1922 Encyclopædia Britannica/Fisher, Irving
FISHER, IRVING (1867-), American economist, was born at Saugerties, N.Y., Feb. 27 1867. He studied at Yale (A.B. 1888), Berlin, and Paris. He at first taught mathematics at Yale; but in 1895 was made assistant professor of political economy, and in 1898 professor. He was editor of the Yale Review, 1896-1910. He served as chairman of many commissions dealing with public health, prohibition, and labour. An authority on money inflation, he proposed that the purchasing power of the dollar be stabilized (see Dollar Stabilization). His plan was to replace coined gold dollars by “gold bullion dollar certificates” which should command such weight of gold bullion as might legally be declared to constitute a dollar at that particular time. The weight of this ideal gold dollar would be adjusted at intervals in accordance with its power to purchase commodities as shown by the “index number” of prices.

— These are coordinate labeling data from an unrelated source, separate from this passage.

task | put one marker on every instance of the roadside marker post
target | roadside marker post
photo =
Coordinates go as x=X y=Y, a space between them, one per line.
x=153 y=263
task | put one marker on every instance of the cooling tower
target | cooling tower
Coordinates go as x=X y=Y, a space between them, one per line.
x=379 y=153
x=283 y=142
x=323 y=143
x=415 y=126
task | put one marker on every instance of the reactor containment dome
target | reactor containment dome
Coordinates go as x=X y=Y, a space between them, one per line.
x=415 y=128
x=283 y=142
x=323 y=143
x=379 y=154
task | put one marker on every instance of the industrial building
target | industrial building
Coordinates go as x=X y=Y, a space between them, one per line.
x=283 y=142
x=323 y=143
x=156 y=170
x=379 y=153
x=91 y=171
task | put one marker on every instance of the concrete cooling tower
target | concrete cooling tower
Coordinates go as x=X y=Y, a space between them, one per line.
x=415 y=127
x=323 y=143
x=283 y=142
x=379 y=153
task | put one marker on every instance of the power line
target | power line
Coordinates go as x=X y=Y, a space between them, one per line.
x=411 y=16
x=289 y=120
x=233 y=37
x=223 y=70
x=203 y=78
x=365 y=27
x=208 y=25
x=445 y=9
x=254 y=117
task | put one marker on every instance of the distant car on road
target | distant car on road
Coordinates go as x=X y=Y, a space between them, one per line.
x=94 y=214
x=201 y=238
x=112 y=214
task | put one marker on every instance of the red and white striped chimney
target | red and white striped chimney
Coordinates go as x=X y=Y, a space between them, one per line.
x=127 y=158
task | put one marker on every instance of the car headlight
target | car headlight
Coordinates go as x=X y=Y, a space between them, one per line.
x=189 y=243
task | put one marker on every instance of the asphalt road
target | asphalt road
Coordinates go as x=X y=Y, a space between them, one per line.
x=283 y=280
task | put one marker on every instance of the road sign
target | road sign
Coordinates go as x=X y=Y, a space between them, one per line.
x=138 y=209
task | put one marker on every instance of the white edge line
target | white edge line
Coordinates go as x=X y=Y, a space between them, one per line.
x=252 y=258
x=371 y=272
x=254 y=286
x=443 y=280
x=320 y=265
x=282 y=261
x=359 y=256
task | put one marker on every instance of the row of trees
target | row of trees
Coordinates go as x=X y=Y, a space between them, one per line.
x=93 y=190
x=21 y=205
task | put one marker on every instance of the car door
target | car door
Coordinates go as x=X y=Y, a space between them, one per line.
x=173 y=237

His writings include: Mathematical Investigations in the Theory of Value and Prices (1892); Elements of Geometry (with A. W. Phillips, 1896); A Brief Introduction to the Infinitesimal Calculus (1897); The Nature of Capital and Income (1906); The Rate of Interest (1907); National Vitality (1909); The Purchasing Power of Money (1911); Elementary Principles of Economics (1913); Why is the Dollar Shrinking? (1914) and Stabilizing the Dollar (1919).